If $H_{0}: \mu_{1} = \mu_{2}$ were not rejected, $\hat{\lambda_{1}}=\hat{\lambda_{2}}=\hat{\lambda}=\phi(\overline{\overline{X}})$.
Running program
The program is C_Bernoulli_10.exe.
Open C:\C_Bernoulli, then click C_Bernoulli_10.exe.
Type the file path.
I simulate data named simulated_data.txt and simulated_data_01.txt from $CB(\lambda=0.4)$, simulated_data_08.txt from $CB(\lambda=0.8)$.
Figure 1 shows the test of two samples compared simulated_data.txt and simulated_data_01.txt. The $P value = 0.960880 > 0.05$ means that $H_{0}$ is not significantly rejected. The two data are significantly not different.

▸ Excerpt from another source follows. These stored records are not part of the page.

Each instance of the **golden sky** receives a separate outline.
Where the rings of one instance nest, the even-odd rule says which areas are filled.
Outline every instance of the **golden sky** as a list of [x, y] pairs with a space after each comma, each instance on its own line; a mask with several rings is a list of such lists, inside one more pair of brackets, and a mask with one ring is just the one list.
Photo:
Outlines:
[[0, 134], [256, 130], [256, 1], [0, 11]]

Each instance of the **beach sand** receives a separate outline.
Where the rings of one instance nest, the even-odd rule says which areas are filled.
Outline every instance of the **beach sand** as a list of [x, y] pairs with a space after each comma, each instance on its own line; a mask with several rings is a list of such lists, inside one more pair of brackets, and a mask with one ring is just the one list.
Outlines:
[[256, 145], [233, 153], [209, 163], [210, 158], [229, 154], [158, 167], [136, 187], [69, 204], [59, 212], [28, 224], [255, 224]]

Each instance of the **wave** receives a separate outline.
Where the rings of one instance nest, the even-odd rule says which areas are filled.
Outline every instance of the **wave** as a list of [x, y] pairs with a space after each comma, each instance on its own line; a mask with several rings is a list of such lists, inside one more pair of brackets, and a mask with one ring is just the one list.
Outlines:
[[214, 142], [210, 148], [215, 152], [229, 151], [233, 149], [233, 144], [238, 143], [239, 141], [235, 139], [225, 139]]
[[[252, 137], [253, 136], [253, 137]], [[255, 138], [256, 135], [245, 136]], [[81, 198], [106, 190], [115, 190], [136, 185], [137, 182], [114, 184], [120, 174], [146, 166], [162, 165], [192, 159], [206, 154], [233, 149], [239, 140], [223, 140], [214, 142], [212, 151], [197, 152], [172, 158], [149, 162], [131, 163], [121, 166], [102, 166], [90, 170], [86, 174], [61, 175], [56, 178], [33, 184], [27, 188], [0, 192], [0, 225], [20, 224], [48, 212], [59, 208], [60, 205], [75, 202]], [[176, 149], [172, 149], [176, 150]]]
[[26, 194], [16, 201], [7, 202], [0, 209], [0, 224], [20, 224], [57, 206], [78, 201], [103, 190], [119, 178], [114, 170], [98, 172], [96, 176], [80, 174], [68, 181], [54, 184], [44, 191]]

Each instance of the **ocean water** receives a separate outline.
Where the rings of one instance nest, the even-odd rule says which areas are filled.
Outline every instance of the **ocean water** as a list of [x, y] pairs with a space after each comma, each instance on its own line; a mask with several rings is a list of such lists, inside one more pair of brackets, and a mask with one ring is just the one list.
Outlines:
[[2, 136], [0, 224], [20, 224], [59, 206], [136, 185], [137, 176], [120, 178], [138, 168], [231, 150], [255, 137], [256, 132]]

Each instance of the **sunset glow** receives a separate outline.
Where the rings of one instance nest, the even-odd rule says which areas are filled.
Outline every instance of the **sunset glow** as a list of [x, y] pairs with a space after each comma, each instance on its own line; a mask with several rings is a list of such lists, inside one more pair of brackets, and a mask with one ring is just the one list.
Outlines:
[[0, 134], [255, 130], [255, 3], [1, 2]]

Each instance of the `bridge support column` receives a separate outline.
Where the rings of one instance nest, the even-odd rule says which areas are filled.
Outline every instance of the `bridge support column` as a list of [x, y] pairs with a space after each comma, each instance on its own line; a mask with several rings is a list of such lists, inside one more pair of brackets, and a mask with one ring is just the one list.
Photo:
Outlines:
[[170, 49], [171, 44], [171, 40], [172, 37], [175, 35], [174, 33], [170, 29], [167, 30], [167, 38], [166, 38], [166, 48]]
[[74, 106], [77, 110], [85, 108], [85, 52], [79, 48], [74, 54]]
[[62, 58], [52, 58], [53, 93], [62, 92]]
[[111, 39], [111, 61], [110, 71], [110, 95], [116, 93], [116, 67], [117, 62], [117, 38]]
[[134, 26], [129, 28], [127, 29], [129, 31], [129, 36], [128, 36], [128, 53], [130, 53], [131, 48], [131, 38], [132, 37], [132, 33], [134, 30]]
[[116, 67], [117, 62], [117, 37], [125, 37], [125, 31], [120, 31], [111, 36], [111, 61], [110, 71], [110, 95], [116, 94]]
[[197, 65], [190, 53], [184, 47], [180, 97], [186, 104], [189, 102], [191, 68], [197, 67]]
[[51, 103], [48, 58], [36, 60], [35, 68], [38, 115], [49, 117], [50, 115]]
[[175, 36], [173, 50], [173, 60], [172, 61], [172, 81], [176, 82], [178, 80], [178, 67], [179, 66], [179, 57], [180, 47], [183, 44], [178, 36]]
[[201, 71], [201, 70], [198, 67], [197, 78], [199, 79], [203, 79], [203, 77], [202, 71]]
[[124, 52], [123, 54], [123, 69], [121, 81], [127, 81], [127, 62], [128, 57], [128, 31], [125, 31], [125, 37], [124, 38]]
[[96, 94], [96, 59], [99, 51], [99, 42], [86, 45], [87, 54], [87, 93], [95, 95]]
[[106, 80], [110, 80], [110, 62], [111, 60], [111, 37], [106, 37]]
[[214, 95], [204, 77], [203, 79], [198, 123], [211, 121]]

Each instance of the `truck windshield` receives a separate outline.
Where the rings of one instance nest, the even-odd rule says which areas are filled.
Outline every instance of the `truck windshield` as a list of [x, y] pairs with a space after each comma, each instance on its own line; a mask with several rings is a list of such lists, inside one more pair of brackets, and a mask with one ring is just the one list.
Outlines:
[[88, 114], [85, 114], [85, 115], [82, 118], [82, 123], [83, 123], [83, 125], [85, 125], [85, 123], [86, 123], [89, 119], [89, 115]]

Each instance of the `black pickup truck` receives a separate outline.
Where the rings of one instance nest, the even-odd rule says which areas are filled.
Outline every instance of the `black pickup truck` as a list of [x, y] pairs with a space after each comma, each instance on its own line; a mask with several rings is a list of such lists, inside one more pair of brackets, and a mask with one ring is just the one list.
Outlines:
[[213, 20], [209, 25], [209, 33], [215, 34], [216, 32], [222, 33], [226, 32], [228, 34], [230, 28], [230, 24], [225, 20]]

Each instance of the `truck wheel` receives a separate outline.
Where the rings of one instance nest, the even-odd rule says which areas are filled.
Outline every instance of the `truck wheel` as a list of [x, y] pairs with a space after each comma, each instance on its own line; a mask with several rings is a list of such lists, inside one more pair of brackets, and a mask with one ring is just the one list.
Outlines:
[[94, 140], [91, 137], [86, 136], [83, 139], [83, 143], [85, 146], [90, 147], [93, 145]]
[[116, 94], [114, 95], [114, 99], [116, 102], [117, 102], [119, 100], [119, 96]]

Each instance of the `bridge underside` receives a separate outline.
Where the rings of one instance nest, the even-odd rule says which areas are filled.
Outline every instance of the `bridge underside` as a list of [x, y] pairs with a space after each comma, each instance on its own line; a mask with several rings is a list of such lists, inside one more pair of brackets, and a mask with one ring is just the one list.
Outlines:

Test simulated_data_08.txt and simulated_data.txt. $P value = 0.000000 < 0.05$ means $H_{0}$ is significantly rejected. In fact, the two data are from different parameters of continuous Bernoulli distribution.
If your data were from continuous Bernoulli distribution, you can test two data if they have the same $\lambda$ value.